My DataLoader takes a lot of time for every nth iteration and a fraction of second for all other iterations. What could be the reason? I am using 8 threads for data reading with a batch_size of 128. Here is the log (numbers in the paranthesis are running averages):
The loading might be too slow. Have you tried to increase the number of workers or decrease the batch size?
Are you working on a HDD, SSD or do you pull your data from a server in your network?
I am pulling the data from an NFS server. But I am wondering why it impacts every nth batch only? I tried to reduce the batch size to 64, it reduces the time but the pattern is still the same. Every nth batch takes much more time as compared to other batches.
Well, as you can see, every 8th batch is slower while you are using 8 workers. Apparently it takes each worker more than 20 seconds to pull 128 samples from the server, while each training step is much faster. Probably you can also see the GPU starving in the meantime (nvidia-smi shows zero workload).
If it’s possible, save the data locally. I doubt increasing the workers will give you the desired performance boost. The connection seems to be just too slow for that.
Also, what kind of data are you using? If it’s image data and you are resizing the images as a pre processing step, you could also try to resize the images on the server and pull these smaller images.
@JiangPQ In my case, it turned out that reading the data from the NFS server was the main bottleneck. Moving the data to local hard-drive really improved the speed. How’s it in your case, how many workers are you using, and how are you reading your data, any augmentations?
@ptrblck Yes, I have a lot of processing to do, but reading data from the server was the main bottleneck, though the GPU is still starving but not as much as it was before. Saving the augmented images on disk would take a lot of space, I guess.

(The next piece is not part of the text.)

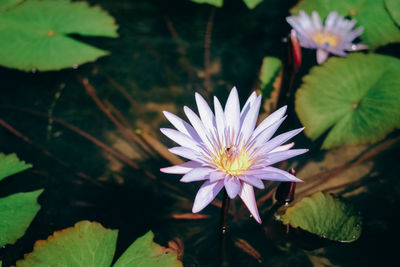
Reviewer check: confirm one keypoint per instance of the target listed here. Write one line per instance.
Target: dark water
(147, 62)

In my case, the ImageNet dataset is on my local HDD. I use torchvision.datasets.ImageFolder and torch.utils.data.DataLoader with batch_size=32 shuffle=True num_workers=16 to load images. Only randomcrop is applied on the images for preprocessing.
The extra time T it costs for every Nth iteration is directly proportional to the thread number N.
T is about 15s or more when batch_size=32 and num_workers=16.
How about replacing ResizedCrop with RandomCrop (just for debugging)? Are your images super big? Pytorch uses PIL for all image processing operations which is not the fastest possible option. You can write your own transformation that uses OpenCV.
Thank you for your advises!
The sequential-imagenet-dataloader improved the data reading speed a lot. Although it took about 10h to generate the .lmdb file, it’s worth it.
Will pytorch include it? This helps people without high performance computers.
I am facing same problem when working ImageNet data, things are alright when I work with other datasets like Pascal VOC. Volatile gpu util is also showing 0% most of the time. Any solution for this problem?
The ‘nth iteration problem’ probably just happens because the data loading time has low variance between workers. If the data loading is efficient enough, this problem should naturally disappear.
@pen_good The optimal num_worker/batch_size will depend on systems and augmentation pipelines. For example, if you are not using storage that supports parallel IO, you can’t benefit much from increasing num_workers since you will be bound by IO. Also, if your augmentation pipeline involves lots of CPU-workload, it could make sense to use more num_workers than the number you use in other pipelines.